Investor rebellion at Standard Chartered
STANDARD Chartered is facing a backlash from investors after changing its accounting rules to make boss Bill Winters’s pension payments look less extreme.
The bank is increasing its contributions to Winters’s retirement pot by £14,000 this year – but tweaking its pay calculations so it looks as though it represents a lower percentage of his salary than before.
It has infuriated shareholders who say it is a blatant attempt to get around guidelines intended to make pensions fairer. There is likely to be a major investor rebellion at the London-based lender’s annual meeting in spring.
Last year Winters got £460,000 for his pension, equal to 40pc of his near £1.2m basic salary paid in cash.
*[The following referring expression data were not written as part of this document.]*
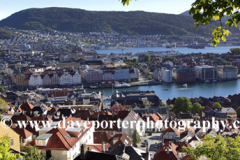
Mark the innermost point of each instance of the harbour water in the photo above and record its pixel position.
(207, 90)
(184, 50)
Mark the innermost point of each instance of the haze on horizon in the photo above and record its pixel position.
(161, 6)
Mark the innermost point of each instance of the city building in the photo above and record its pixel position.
(184, 75)
(92, 75)
(166, 75)
(206, 73)
(227, 72)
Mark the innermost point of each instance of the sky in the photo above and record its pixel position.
(8, 7)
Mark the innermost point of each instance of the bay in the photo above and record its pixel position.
(184, 50)
(207, 90)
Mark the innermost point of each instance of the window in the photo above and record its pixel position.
(11, 142)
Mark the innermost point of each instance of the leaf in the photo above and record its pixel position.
(215, 17)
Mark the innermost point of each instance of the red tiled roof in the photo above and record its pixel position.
(98, 147)
(169, 129)
(22, 132)
(27, 106)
The 57-year-old also got an extra £1.2m as a fixed pay allowance, given in shares.
The 40pc figure falls foul of Investment Association guidelines which recommend pensions should not be more than 24pc of a boss’s salary.
So for 2019, Standard Chartered is introducing a new policy which combines Winters’s fixed allowance and basic salary in a single £2.3m payment in its accounts.
This has allowed it to increase his pension contributions to £474,000 but claim that they now represent only 20pc.
One top shareholder told the Financial Times: ‘Shareholders are going to be crawling all over it – it’s not going to slip through.’